I've been messing around in some experimental projects ahead of my new job starting. A thing I may have to do is upgrade some .Net Framework projects to .Net 10. It turns out Microsoft has actively broken every means of doing this except to use Copilot. There used to be a .Net Upgrade Assistant but it's been deliberately broken in new versions of Visual Studio. So copilot it is I guess.
It generated some very nice looking assessment.md and plan.md files, and generally walked you along, giving you the exact prompts that were valid at each step of the process. And that's about the last nice thing I can say about it.
The first thing that went wrong was after generating the plan.md file, I guess it forgot what it was doing, and prompted me to start a new @modernize prompt, even though I was already in one. Well, whatever. That new prompt found the old plan.md file and just picked up where the other got confused and forgot what it was doing. It very quickly said it was finished, and the project built and passed all the unit test.

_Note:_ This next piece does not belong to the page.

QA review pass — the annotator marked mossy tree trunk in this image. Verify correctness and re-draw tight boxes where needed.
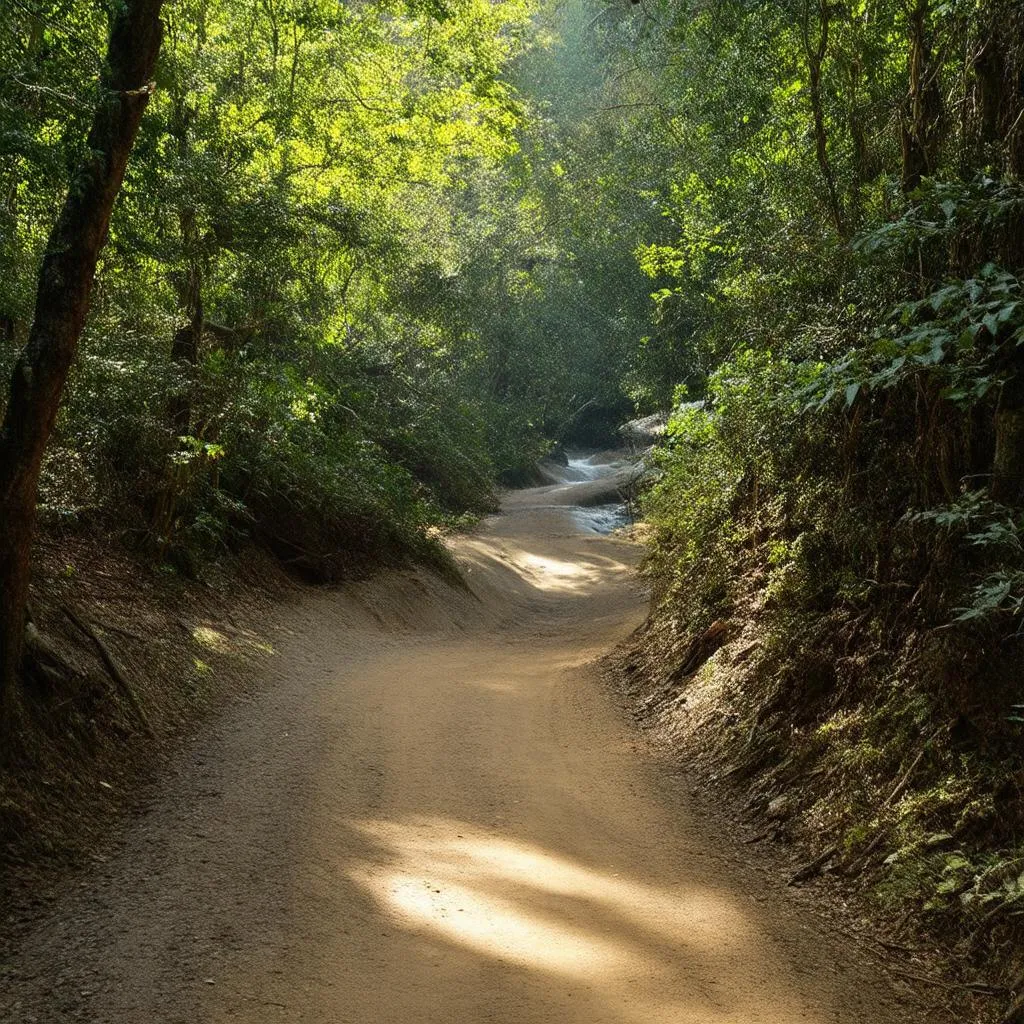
[0,0,163,726]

It had actually done nothing.
When I point this out, it cheerily began actually updating projects. After probably an hour of it thinking very hard on each one, and needing constant reassurances to continue, it claimed it had finished, all projects build, and they pass all test.
This was another lie.
But it had gotten far enough along that I could manually fix the remaining issues (mostly package versioning issues it claimed it had already fixed), and viola, my simple solution with about 8 small projects was upgraded from .Net Framework 4.8.1 to .Net 10.0. Hurray! Only took me all afternoon babysitting an LLM that lied consistently, followed by manual touch ups.
This morning I discovered there is actually a CLI tool. It's no longer supported, but using that took me about 20 minutes. It still flubbed some thing, and bafflingly upgraded several projects to .Net Standard 2.0 instead of .Net 10 despite my specifically telling it not to. But that's just editing a value in the csproj file after the fact. Oh, also telling it to analyze any of the projects consistently crashed. But all in all I think it did a better job than Copilot.
I sure am glad RAM prices have gone up 3-4x for this!
While AI has many issues, and is very far from perfect, I do need to rise to it's (limited) defense.
Copilot is BY FAR the worst AI system I have used. It lags so far behind ChatGPT/Claude/Gemini (or their respective CLI agents) it's kind of mind-blowing that it was made by an American tech company at all.
Copilot was the only AI we had at work for a while and it was genuinely faster to use Google AI studio with anonymized data/to make generalizable frameworks to then use on client files by hand than to use copilot for anything.
Seriously copilot is so bad I genuinely believe, given it's such a huge % of people's AI experience, that it is in very large part responsible for people not taking AI as seriously as they should.
Copilot is so bad, don't use it.
I don't consider MIcrosoft and American tech company anymore.